Wednesday, June 18, 2014

On mourning the confidence of youth. By Elsbeth Cather Currier


It is very fitting that this piece will appear on KD’s blog.  We grew up together and she someone who I feel so fortunate to be able call one of my oldest and best childhood friends.
Friends since 1990...so many memories!
On mourning the confidence of youth.
Anyone close to me recently knows that turning thirty last year was a serious struggle.  It just came up so quickly.  Obviously aging is unavoidable but these milestone birthdays hit you hard with the reality that it is actually happening to you.  For some reason, I just thought it wouldn’t actually happen.  A large portion of this is due to the fact that I am not at all where I expected to be in life at this age so turning thirty literally didn’t make sense.  When you’re young and naïve, you assume by thirty, you will have everything together.  I’m sure most people beyond this age will confirm that this is rarely the case.  However most people for whom this milestone age is still far off, I’m sure they have the same beliefs I did.  Another thing that didn’t help the situation is that I spend a good amount of time each week with teenagers.  I am so blessed to have them in my life and can’t imagine what my life would without them.  However, when you talk to a student whose birthday is close to yours and ask, “How old are you turning?” And her response is, “15…so half of you.” It will make you feel like the most ancient human being to walk the planet.  

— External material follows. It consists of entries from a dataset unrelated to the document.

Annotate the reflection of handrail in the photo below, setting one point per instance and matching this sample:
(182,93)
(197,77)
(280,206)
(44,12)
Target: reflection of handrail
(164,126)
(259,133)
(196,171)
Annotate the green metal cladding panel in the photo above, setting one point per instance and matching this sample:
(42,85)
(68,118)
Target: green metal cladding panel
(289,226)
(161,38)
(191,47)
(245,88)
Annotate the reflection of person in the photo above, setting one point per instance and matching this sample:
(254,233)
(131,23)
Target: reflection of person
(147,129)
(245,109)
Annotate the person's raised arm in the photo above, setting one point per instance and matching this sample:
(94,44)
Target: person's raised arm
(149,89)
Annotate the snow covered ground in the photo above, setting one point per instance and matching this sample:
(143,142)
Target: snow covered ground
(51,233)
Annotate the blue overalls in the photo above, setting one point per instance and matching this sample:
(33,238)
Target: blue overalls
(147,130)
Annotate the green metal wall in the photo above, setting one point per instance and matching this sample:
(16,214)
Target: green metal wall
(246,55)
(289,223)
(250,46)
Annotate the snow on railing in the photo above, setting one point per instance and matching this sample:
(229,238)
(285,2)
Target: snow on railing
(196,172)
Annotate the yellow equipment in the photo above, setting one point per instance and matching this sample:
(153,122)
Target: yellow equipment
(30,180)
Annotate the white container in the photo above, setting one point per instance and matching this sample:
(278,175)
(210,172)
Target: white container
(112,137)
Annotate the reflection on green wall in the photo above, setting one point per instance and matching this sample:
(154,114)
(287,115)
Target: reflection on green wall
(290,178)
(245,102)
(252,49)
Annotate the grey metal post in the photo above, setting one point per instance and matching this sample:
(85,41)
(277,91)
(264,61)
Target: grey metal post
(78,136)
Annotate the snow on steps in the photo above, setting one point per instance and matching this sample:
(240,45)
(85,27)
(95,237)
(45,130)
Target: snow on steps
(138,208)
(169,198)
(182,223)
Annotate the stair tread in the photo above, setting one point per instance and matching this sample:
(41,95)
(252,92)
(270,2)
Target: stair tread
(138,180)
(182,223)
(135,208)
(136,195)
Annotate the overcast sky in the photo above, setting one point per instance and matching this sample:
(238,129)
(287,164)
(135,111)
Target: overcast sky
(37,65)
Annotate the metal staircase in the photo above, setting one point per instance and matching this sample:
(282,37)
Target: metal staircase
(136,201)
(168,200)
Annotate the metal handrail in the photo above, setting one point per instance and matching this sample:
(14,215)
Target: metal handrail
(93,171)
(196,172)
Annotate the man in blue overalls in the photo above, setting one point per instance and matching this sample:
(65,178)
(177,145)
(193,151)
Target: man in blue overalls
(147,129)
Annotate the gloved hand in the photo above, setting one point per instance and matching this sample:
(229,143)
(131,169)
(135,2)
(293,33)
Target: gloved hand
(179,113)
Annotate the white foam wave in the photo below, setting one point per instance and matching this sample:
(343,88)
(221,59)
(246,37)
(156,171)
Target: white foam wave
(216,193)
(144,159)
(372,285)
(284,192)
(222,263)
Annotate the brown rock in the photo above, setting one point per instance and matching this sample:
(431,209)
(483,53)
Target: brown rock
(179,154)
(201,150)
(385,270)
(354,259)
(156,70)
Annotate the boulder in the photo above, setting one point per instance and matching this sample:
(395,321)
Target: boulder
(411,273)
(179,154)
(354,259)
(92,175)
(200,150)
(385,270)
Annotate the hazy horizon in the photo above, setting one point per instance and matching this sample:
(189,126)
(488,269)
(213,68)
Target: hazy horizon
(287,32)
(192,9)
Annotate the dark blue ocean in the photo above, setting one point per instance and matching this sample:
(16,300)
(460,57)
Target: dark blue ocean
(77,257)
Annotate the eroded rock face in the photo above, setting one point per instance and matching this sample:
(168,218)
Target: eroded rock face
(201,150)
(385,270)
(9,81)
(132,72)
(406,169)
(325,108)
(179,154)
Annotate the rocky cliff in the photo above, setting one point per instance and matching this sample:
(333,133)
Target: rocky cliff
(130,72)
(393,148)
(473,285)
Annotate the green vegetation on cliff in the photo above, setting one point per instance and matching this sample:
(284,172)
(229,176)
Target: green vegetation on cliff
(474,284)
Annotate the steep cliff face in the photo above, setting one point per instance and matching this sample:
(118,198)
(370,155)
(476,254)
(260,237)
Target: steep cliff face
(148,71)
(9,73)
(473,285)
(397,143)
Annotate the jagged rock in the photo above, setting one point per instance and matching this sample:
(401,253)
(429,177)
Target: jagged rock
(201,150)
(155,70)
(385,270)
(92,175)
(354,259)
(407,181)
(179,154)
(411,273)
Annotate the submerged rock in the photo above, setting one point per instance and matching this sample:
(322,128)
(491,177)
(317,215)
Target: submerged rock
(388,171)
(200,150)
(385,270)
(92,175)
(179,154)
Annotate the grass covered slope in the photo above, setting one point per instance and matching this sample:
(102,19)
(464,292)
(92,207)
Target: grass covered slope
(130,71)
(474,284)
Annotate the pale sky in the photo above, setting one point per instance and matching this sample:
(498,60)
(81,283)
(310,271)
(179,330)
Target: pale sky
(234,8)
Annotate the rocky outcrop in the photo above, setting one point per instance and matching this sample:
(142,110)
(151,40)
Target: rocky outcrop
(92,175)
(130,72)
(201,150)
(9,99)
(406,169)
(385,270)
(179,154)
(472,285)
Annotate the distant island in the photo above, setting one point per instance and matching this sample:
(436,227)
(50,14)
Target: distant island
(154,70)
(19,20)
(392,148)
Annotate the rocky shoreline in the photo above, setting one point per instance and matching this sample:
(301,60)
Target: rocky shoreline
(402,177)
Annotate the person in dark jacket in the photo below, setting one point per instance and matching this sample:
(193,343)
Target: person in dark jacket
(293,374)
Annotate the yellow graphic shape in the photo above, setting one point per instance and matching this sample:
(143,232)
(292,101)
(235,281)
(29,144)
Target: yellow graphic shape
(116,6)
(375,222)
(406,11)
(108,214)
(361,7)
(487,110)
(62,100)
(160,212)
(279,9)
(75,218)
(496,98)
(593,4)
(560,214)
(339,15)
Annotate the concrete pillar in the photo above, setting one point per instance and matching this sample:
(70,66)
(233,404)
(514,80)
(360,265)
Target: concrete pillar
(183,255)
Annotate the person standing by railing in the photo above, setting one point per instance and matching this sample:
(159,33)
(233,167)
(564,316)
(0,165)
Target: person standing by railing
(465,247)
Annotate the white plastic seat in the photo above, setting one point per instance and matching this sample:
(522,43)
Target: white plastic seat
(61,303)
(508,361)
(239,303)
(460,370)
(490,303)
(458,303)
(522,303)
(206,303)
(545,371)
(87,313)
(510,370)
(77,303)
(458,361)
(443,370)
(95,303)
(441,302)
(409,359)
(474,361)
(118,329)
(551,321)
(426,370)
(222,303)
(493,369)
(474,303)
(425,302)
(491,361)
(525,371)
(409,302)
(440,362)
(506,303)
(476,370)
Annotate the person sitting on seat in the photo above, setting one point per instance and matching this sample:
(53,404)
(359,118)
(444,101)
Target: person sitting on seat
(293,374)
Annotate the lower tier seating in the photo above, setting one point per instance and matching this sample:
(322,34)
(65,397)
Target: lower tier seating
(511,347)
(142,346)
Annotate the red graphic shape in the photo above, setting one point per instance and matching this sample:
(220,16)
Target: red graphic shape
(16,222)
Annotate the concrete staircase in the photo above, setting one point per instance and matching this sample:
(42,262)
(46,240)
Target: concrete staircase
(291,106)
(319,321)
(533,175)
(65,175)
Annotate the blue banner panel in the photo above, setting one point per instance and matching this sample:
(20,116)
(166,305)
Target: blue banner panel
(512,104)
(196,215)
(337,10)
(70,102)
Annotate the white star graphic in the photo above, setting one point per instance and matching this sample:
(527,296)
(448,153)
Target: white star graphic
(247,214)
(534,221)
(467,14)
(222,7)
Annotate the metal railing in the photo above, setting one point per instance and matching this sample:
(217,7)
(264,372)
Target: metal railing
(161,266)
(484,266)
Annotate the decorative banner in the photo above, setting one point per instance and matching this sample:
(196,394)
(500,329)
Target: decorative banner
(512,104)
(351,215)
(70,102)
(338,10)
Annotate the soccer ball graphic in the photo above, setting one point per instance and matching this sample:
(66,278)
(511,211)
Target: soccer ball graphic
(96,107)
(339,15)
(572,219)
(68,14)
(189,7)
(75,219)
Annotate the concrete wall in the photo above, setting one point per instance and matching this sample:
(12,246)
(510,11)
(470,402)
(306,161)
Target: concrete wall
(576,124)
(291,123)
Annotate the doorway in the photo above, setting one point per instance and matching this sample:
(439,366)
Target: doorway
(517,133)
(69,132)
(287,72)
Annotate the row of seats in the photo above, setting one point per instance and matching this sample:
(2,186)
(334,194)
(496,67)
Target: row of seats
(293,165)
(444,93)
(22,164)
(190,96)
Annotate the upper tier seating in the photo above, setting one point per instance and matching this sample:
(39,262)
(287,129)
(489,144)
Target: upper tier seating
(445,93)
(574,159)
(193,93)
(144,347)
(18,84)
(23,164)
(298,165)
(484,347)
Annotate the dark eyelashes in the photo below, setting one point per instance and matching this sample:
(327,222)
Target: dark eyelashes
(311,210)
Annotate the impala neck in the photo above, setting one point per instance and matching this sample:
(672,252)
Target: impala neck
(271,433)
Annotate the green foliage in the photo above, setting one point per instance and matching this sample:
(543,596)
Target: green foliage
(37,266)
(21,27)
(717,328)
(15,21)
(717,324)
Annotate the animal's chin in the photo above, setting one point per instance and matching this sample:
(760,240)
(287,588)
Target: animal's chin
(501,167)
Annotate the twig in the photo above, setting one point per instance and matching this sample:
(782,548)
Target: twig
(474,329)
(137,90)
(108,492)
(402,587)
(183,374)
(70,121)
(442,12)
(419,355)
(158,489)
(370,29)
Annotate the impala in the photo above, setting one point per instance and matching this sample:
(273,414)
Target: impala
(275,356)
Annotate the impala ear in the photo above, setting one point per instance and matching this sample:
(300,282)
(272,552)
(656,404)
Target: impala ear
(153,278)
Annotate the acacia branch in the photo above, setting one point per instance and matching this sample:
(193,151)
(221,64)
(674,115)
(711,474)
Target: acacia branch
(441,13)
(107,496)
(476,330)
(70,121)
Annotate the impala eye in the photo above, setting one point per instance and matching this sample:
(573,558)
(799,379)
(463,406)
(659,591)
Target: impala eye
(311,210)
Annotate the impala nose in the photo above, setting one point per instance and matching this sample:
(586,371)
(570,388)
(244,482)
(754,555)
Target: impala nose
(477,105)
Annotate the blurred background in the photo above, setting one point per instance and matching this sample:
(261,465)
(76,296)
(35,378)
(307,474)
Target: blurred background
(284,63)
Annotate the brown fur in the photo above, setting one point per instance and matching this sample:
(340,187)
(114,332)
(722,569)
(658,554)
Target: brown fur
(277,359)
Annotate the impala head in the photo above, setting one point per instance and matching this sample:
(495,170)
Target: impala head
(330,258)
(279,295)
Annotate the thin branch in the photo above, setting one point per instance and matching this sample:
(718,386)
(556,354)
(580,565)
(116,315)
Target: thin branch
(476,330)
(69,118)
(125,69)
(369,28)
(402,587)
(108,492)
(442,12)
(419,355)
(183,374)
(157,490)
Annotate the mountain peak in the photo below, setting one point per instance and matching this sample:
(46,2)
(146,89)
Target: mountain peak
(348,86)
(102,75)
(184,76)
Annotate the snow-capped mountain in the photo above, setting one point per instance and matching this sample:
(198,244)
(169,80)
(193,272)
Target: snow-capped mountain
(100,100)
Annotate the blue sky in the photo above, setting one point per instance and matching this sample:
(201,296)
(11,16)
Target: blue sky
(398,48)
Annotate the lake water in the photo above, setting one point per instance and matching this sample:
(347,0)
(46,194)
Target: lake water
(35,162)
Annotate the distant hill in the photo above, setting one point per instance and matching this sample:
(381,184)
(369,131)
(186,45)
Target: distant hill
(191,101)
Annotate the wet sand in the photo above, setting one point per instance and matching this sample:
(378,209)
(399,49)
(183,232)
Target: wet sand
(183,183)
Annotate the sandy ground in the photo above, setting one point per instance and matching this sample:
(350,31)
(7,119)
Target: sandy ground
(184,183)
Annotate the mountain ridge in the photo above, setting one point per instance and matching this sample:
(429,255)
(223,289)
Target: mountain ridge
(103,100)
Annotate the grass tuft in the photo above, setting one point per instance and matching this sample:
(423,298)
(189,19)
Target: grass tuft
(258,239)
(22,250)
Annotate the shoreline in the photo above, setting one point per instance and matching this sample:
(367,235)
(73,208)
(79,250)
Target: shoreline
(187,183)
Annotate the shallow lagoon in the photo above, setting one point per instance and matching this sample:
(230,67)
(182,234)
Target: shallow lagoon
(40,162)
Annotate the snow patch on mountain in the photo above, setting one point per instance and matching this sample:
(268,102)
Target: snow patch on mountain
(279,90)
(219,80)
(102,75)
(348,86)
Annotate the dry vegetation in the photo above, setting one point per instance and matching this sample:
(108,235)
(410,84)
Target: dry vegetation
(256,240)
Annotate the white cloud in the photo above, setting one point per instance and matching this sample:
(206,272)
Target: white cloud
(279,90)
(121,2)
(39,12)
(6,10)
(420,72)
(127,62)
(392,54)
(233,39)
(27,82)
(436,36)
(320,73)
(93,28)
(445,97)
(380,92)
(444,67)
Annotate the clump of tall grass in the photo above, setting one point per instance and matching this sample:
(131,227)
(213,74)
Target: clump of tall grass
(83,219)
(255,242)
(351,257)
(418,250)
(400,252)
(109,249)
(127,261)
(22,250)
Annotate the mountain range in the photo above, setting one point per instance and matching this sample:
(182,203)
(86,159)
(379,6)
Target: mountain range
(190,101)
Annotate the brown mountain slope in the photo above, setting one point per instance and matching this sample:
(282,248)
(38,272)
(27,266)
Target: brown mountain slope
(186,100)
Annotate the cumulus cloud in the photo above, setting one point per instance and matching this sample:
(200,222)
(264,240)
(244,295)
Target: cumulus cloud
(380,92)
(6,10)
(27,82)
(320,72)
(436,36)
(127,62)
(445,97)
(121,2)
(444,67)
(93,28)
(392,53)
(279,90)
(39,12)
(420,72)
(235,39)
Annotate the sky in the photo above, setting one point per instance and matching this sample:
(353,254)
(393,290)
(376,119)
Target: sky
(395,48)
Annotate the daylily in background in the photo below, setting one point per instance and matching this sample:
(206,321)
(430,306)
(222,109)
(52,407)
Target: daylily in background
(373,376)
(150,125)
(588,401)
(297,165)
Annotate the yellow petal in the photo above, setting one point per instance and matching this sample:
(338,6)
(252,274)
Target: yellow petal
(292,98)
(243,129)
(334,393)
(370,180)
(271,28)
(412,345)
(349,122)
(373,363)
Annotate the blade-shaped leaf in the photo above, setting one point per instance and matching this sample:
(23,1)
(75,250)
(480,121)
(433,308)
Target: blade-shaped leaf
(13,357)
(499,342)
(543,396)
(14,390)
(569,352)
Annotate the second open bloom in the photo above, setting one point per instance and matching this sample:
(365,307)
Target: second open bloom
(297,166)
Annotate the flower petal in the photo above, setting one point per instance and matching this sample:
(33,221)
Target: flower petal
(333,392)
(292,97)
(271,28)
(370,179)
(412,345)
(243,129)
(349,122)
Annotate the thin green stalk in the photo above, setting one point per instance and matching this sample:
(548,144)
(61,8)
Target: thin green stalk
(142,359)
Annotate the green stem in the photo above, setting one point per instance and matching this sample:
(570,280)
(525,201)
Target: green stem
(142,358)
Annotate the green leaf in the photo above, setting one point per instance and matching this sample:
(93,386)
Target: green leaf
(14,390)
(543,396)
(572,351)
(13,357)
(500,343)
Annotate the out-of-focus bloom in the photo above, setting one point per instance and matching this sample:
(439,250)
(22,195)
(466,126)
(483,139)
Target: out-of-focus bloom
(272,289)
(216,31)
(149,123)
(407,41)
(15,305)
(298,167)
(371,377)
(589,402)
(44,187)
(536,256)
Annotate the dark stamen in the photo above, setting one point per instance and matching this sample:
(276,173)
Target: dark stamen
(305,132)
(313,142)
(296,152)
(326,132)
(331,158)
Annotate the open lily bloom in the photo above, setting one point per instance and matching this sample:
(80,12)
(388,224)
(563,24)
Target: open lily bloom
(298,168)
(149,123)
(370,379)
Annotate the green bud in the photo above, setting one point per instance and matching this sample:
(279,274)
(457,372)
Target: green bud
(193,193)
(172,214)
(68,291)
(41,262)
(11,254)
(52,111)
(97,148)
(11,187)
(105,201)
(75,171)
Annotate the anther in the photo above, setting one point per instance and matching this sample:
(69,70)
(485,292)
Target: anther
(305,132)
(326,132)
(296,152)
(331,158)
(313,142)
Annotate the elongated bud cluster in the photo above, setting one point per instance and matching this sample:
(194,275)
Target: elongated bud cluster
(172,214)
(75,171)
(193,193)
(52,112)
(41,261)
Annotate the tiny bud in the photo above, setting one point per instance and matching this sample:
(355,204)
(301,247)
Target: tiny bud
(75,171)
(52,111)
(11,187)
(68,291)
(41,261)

My first time volunteering with the Element high school youth group at Discovery Church was daunting to say the least.  I didn’t imagine I would care so much about what a group of teenagers who I had never even met thought of me.  Since it had been quite some time since I could call myself a teenager, I had taken recent portrayals of teens in the media as reality and was terrified that they would think I was so old and so not cool.  It didn’t take long for me to remember what being a teenager was like and that they were far more concerned with their peers and the daily drama that comes along with being a teenager than with whether I was “cool” or not.  I had forgotten the beautiful awkwardness of youth and was quickly reminded of that after a short time working with them.  As I got to know them better, I would see parts of my younger self in them which made helped connect us but at the same time it made me sad that those qualities had been lost over the years.  
My kids are honestly the most incredible people I have ever met.  They do often remind me of myself at their age but I never did and will never be able to hold a candle to them.  They have so much passion for everything in their lives.  I forgot about the fierce loyalty of teenage friendship.  I forgot about the excitement of realizing the person you want to be and having no fear about moving toward becoming that person.  I forgot what it is like to have your whole life in front of you. I forgot about big dreams.  But what I forgot about most and what seems most lost to me is the bravery of youth.  I am amazed daily by these teenagers; the lives they lead and the desires of their hearts.  When you are just beginning on life’s journey, you really have nothing to lose.  My kids dream the big dreams.  They haven’t felt the sting of one’s dreams being dashed.  They haven’t felt the pain of it “being too late” for anything.  They don’t compare their station in life with their peers. I wished that I had been like them.
Then one day, I realized it.  I had been just like them.  All theses quality’s that I admire so much in them, I had had.  I had big dreams. I had no fear.  I had confidence.  These students are far more confident in themselves and what they can bring to the world than I am now at 30 years old.  I never expected to look back on my teen years and wish for the confidence I had then.  We’re told at that age that things will be better when you’re older.  We’re told that people will be nicer.  We’re told that you’ll have control of your own life and destiny.  In most cases, these are complete lies.  And realizing that makes for a difficult jolt into adult reality.  
Upon the discovery of the loss of my youth and everything that went with it, I honestly went through a time of true mourning.  As much as I wish to go back to the person I was at 17, I know that I cannot.  I look back fondly at that girl but I have to let her go.  This is very difficult and honestly sad.  However, I know that finding the pieces of that girl that are still alive in me and pairing them with the experiences of my twenties  will yield a person capable of being brave again,  a person capable of hoping again,  a person capable of dreaming big again.  I feel so fortunate to call my kids, my friends.  They have inspired me to revive the parts of my younger self that gave me confidence and hope.    So to everyone, in this same stage, do not despair.   Take the time to mourn the loss of the confidence of youth but then search inside yourself and find the pieces that have survived the difficult realities of young adulthood.  Revive them and be brave again!  Lastly, I highly recommend spending time with teenagers in your community.  They will teach you so much more then could ever even try to teach them while also keeping you young.  I don’t even have words to express the impact my kids have had on my life and how much I love them.